VV your 'no effect' explanation is no simpler than mine. When I have a fever and bodyache, a double dose of panadol has the same effect as the recommended dose
The triple post wasn't intentional. I don't know how it happened
Triple post is no more
"a double dose of panadol has the same effect as the recommended dose"What effect is that Roshni? 33% reduction in bodyache? The "sufficient dose" explanation is not as simple, since it presupposes the soundness of the autoimmune theory. The other explanation has no prerequisites.
A trial in progressive MS would answer the question and, cynically, progressive MS is a huge untapped market for Pharma. I think you're right, this should be done.
PPMS is not a huge market, simply because there arent't enough consumers for sufficient time around to get tricked by reduced lesions and relapses. In PPMS one is face to face with hard progression. This so called "unmet need" is proof that treatments of RRMS are hi-tech, exprensive and often venomous distractions.

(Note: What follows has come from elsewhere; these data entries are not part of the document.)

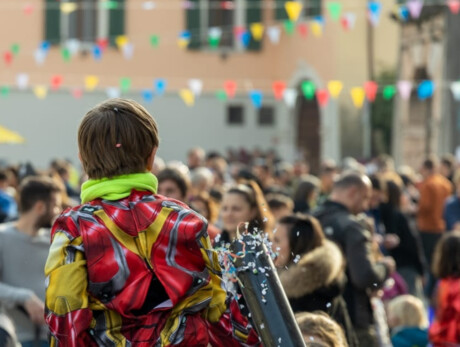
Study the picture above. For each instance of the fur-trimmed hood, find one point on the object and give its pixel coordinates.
(320, 268)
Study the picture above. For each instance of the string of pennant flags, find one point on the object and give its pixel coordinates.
(230, 89)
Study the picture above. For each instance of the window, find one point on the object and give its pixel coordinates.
(204, 15)
(88, 21)
(311, 8)
(235, 115)
(267, 116)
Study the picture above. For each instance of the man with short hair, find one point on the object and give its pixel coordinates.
(434, 191)
(341, 222)
(24, 247)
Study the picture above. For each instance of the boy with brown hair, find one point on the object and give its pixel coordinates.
(129, 267)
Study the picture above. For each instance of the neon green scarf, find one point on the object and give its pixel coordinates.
(118, 187)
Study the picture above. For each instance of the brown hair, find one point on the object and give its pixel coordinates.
(319, 325)
(34, 189)
(305, 233)
(408, 311)
(446, 257)
(116, 138)
(252, 193)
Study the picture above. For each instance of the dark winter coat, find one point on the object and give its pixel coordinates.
(316, 282)
(363, 273)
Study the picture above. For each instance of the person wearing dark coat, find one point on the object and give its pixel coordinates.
(312, 270)
(339, 217)
(408, 253)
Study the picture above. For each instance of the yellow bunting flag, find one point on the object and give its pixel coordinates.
(358, 95)
(121, 41)
(187, 96)
(316, 29)
(68, 7)
(257, 31)
(293, 9)
(335, 88)
(91, 82)
(40, 92)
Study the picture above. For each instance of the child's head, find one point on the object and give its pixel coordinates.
(408, 311)
(117, 137)
(446, 257)
(319, 330)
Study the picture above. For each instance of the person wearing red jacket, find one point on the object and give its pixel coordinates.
(129, 267)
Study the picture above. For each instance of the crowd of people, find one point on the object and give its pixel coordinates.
(368, 254)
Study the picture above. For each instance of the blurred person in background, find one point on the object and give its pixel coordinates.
(244, 208)
(451, 212)
(195, 158)
(408, 321)
(173, 184)
(8, 205)
(280, 205)
(319, 330)
(447, 166)
(311, 270)
(306, 194)
(434, 191)
(24, 247)
(339, 218)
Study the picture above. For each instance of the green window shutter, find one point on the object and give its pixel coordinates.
(53, 22)
(116, 21)
(253, 15)
(315, 8)
(193, 25)
(280, 11)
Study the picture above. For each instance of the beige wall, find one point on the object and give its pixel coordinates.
(337, 55)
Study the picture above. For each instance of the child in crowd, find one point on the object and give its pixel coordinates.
(129, 267)
(408, 321)
(445, 330)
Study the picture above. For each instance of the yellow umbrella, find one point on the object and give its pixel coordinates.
(8, 136)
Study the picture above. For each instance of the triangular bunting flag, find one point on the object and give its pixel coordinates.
(322, 96)
(371, 87)
(274, 34)
(405, 89)
(454, 6)
(278, 89)
(256, 98)
(389, 92)
(455, 88)
(257, 31)
(335, 88)
(187, 96)
(415, 8)
(308, 89)
(358, 95)
(293, 9)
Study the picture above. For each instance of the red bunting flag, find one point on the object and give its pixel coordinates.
(56, 82)
(8, 57)
(370, 88)
(454, 6)
(102, 43)
(230, 88)
(322, 95)
(278, 89)
(302, 28)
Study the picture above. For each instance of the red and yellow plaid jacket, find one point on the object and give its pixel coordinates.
(139, 271)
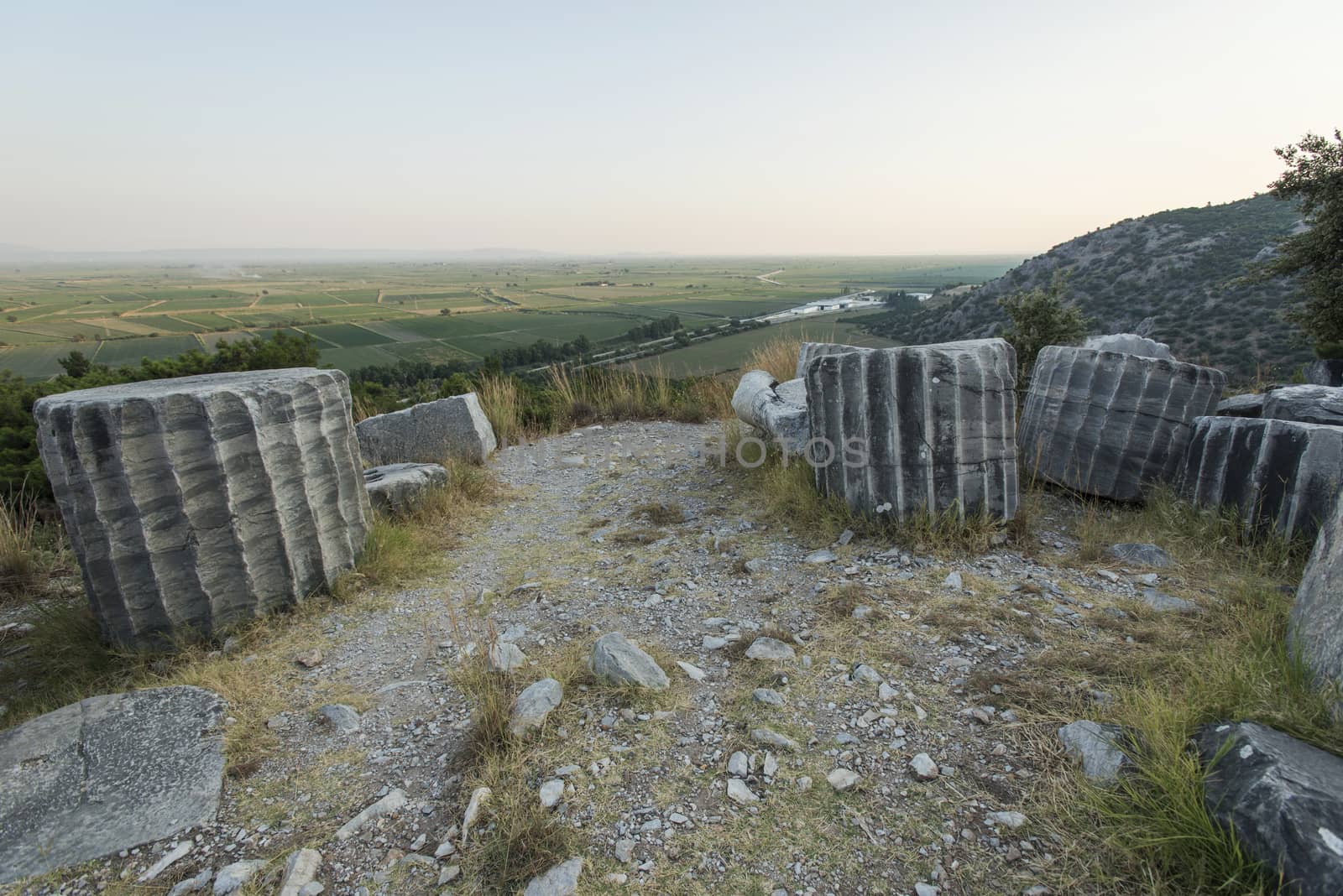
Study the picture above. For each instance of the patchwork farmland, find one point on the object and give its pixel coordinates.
(379, 314)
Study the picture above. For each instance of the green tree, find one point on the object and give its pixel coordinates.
(1314, 177)
(1041, 317)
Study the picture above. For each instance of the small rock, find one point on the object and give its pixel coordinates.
(769, 696)
(505, 656)
(300, 871)
(693, 672)
(740, 793)
(924, 768)
(562, 880)
(340, 716)
(232, 878)
(395, 801)
(1005, 820)
(843, 779)
(534, 705)
(1141, 555)
(615, 659)
(769, 649)
(551, 793)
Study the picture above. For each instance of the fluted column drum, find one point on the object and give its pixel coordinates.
(1110, 423)
(917, 428)
(201, 502)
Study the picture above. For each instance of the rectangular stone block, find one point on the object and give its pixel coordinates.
(429, 434)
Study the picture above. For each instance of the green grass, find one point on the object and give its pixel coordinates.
(50, 306)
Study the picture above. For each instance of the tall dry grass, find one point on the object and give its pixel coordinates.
(778, 357)
(503, 405)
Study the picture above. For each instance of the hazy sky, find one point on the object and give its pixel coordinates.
(678, 127)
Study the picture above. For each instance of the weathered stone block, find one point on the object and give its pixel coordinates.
(1108, 423)
(394, 487)
(430, 432)
(203, 502)
(1278, 474)
(778, 409)
(1283, 800)
(913, 428)
(1316, 622)
(1306, 404)
(105, 774)
(1130, 344)
(1246, 405)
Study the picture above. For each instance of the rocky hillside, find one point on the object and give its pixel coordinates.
(1174, 277)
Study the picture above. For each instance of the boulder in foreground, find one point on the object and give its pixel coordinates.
(199, 503)
(1130, 344)
(1111, 425)
(1316, 623)
(429, 434)
(1284, 801)
(107, 774)
(619, 662)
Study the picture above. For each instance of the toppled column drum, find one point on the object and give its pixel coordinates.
(1110, 423)
(917, 428)
(201, 502)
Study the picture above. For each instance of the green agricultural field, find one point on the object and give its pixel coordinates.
(375, 313)
(729, 353)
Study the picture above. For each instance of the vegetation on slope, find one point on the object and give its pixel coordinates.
(1178, 277)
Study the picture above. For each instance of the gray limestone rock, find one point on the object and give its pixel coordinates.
(1095, 748)
(1316, 622)
(1279, 475)
(769, 649)
(1325, 373)
(1130, 344)
(394, 487)
(615, 659)
(429, 432)
(1246, 405)
(534, 705)
(1111, 425)
(105, 774)
(778, 409)
(1141, 555)
(1306, 404)
(917, 428)
(562, 880)
(1283, 799)
(199, 503)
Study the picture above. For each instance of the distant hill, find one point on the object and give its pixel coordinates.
(1172, 275)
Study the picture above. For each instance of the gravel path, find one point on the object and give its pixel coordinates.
(880, 758)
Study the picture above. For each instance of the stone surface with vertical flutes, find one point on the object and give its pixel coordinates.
(1316, 622)
(933, 427)
(1278, 474)
(1110, 423)
(201, 502)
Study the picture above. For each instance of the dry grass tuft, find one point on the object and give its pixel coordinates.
(660, 514)
(503, 405)
(778, 357)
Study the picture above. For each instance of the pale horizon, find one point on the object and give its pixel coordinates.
(698, 130)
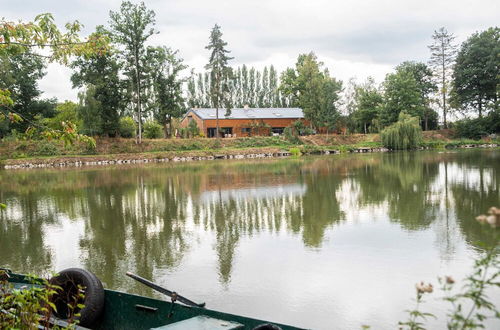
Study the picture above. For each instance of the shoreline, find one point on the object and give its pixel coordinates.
(200, 155)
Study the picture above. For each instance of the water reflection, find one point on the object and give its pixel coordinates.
(146, 219)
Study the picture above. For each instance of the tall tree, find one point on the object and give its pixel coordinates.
(131, 27)
(20, 75)
(476, 78)
(425, 84)
(103, 73)
(443, 52)
(313, 89)
(165, 68)
(368, 102)
(401, 93)
(273, 88)
(90, 111)
(220, 72)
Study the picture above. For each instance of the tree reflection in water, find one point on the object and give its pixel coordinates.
(142, 219)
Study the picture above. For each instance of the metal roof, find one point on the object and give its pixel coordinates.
(250, 113)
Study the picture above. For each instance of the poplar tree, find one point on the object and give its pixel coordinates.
(131, 27)
(219, 72)
(443, 52)
(273, 88)
(165, 67)
(476, 76)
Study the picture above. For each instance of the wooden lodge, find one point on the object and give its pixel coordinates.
(243, 121)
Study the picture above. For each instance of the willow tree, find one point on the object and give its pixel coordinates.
(220, 72)
(404, 134)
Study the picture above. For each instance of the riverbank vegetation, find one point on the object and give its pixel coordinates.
(130, 89)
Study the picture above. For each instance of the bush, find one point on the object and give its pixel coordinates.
(404, 134)
(152, 130)
(477, 128)
(127, 127)
(46, 148)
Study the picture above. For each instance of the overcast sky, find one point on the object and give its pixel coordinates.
(353, 38)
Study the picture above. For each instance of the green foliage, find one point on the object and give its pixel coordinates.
(405, 134)
(443, 51)
(402, 93)
(369, 103)
(152, 130)
(46, 148)
(65, 112)
(220, 72)
(89, 112)
(476, 78)
(32, 306)
(131, 27)
(313, 89)
(479, 127)
(127, 127)
(100, 74)
(164, 69)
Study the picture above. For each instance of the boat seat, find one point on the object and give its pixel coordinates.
(201, 322)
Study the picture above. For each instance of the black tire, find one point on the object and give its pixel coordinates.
(267, 326)
(69, 280)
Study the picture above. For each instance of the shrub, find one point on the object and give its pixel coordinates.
(295, 152)
(127, 127)
(404, 134)
(32, 306)
(152, 130)
(46, 148)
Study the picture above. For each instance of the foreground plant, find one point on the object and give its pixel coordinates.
(471, 307)
(32, 306)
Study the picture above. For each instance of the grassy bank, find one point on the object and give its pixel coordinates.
(14, 152)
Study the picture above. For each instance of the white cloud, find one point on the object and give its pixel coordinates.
(353, 38)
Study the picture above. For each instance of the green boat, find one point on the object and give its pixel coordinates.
(108, 309)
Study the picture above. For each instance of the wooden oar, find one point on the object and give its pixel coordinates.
(171, 294)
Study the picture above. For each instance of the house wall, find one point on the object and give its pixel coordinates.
(185, 122)
(238, 124)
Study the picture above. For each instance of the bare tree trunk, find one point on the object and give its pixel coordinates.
(443, 91)
(217, 123)
(138, 87)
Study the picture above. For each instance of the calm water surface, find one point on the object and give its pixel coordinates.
(333, 242)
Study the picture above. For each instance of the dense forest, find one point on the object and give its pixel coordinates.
(129, 89)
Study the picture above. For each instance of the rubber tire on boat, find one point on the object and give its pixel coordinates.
(68, 280)
(267, 326)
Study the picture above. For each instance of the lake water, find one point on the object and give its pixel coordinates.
(330, 242)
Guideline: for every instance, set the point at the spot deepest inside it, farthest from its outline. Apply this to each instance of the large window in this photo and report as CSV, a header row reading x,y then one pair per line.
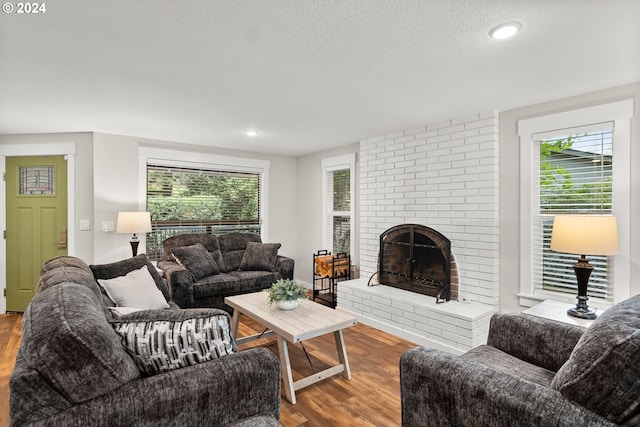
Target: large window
x,y
195,197
338,182
574,163
575,177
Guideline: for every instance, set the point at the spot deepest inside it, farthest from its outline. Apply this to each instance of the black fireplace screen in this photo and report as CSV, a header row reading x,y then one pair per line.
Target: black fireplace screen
x,y
416,258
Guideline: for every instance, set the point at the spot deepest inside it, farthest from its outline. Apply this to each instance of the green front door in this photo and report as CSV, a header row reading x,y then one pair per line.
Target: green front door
x,y
36,192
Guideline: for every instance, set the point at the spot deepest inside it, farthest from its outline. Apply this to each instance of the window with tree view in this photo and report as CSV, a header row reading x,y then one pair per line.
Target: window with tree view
x,y
575,177
183,200
340,211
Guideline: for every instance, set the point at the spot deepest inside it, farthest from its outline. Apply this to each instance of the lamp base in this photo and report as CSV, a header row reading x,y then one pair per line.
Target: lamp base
x,y
582,310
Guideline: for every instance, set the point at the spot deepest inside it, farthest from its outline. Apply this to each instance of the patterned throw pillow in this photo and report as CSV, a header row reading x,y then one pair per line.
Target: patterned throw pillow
x,y
163,345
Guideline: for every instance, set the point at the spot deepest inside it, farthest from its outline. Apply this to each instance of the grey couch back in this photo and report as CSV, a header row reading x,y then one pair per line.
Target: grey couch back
x,y
69,353
227,250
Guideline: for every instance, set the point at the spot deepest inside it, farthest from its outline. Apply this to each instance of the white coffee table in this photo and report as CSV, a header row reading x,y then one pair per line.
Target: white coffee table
x,y
309,320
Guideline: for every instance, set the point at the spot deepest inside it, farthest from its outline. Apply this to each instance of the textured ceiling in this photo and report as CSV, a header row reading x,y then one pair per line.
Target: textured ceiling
x,y
307,74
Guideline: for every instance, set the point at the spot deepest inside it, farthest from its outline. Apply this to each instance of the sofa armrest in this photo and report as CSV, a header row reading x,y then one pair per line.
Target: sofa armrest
x,y
439,388
284,266
542,342
216,393
180,282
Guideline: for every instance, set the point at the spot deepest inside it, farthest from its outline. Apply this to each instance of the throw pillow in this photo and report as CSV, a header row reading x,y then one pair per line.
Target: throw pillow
x,y
259,256
603,371
197,259
135,289
120,268
178,339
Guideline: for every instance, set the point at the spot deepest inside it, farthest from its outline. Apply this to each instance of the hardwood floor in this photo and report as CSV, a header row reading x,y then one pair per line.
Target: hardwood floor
x,y
370,398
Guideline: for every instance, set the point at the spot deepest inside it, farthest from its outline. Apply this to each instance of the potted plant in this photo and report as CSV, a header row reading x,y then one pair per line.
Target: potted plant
x,y
286,293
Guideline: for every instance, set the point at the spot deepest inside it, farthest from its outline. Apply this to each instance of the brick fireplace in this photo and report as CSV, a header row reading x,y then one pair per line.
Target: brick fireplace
x,y
444,176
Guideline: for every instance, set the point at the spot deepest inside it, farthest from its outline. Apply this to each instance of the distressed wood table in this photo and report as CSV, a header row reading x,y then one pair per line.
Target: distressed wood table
x,y
308,320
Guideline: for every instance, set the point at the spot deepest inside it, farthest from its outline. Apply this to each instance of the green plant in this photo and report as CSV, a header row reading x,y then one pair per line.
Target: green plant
x,y
286,290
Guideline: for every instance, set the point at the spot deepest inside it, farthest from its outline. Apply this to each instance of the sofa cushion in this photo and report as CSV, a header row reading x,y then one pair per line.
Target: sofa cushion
x,y
197,260
66,338
209,241
234,283
121,268
135,289
499,360
65,269
259,256
603,372
173,339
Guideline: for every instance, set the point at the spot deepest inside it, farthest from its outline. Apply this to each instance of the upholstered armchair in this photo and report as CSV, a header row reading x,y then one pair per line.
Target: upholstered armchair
x,y
531,372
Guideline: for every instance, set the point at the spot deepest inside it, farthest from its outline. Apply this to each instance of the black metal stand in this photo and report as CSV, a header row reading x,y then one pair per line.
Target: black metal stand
x,y
583,271
325,280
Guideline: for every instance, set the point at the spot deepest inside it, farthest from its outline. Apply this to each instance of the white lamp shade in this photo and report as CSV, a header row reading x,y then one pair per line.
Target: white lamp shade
x,y
134,222
585,234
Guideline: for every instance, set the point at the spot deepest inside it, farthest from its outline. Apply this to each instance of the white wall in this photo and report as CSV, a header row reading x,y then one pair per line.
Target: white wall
x,y
509,178
444,176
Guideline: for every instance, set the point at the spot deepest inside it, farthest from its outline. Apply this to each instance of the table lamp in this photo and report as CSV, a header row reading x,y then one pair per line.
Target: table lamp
x,y
582,235
134,222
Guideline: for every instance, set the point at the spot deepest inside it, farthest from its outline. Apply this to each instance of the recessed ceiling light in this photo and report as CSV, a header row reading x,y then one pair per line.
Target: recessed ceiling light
x,y
506,30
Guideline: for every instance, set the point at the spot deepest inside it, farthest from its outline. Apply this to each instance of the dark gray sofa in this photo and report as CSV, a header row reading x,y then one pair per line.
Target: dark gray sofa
x,y
72,368
532,372
237,263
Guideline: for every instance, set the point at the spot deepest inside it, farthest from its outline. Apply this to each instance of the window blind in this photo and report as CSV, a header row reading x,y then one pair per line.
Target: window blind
x,y
195,200
339,195
574,177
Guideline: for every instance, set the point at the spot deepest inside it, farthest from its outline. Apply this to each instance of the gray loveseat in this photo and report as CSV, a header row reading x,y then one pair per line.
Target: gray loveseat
x,y
73,369
203,269
532,372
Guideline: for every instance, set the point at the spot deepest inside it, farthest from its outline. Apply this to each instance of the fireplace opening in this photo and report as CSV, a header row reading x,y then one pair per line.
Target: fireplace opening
x,y
418,259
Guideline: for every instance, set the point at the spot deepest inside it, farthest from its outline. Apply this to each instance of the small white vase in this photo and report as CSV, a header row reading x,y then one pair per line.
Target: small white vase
x,y
287,304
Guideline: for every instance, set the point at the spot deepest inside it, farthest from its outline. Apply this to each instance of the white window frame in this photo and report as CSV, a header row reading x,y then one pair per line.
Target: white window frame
x,y
620,113
188,159
347,161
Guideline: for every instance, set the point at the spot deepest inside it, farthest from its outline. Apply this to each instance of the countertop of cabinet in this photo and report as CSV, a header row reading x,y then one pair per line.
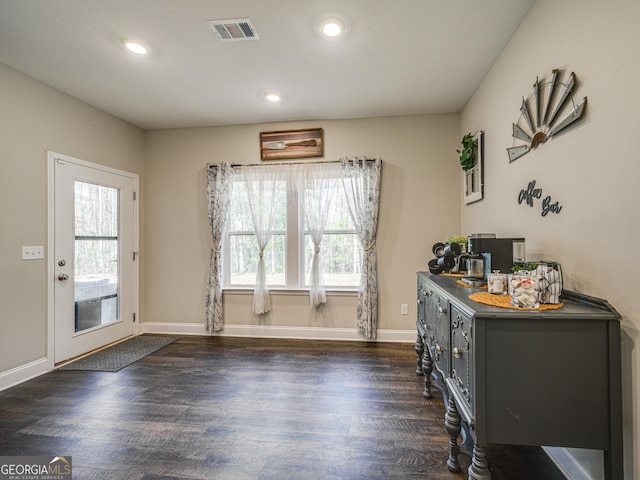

No guessing what type of MS VV has? Obviously not PPMS. What planet are you on; 15% of people with MS have PPMS. Of course there is unmet need; I can see the interventional radiologists rubbing their hands in glee. Charlatans!
90% of all new patients will eventually develop progressive forms of MS. In fact MS is progressive right from the start, the distinction is really made to ease the drug selling process. But it is not about the numbers, anon. It's about prospective profit. No one can sell anything useful to PPMS patients, so in Pharma eyes there is no market there. But a RRMS patient is another story! He will surely be around for at least 20-30 years before realising that anything he has done has been in vain. Clearer now?
Get real, what is clear you are talking such a load of mushroom food
I think it's important to state that VV appears to have no formal expertise in the field of MS and the opinions expressed in his/her posts are entirely his/her own.In our opinion comments such as the ones above are merely obfuscations from someone who is a proselytiser for CCSVI and "liberation therapy".It's good to have a debate but when your opponent is a professional goalpost shifter the value of such a debate is frequently minimal.
That's right MD2. I am not a doctor, but unless you have MS too, i know more about it than you.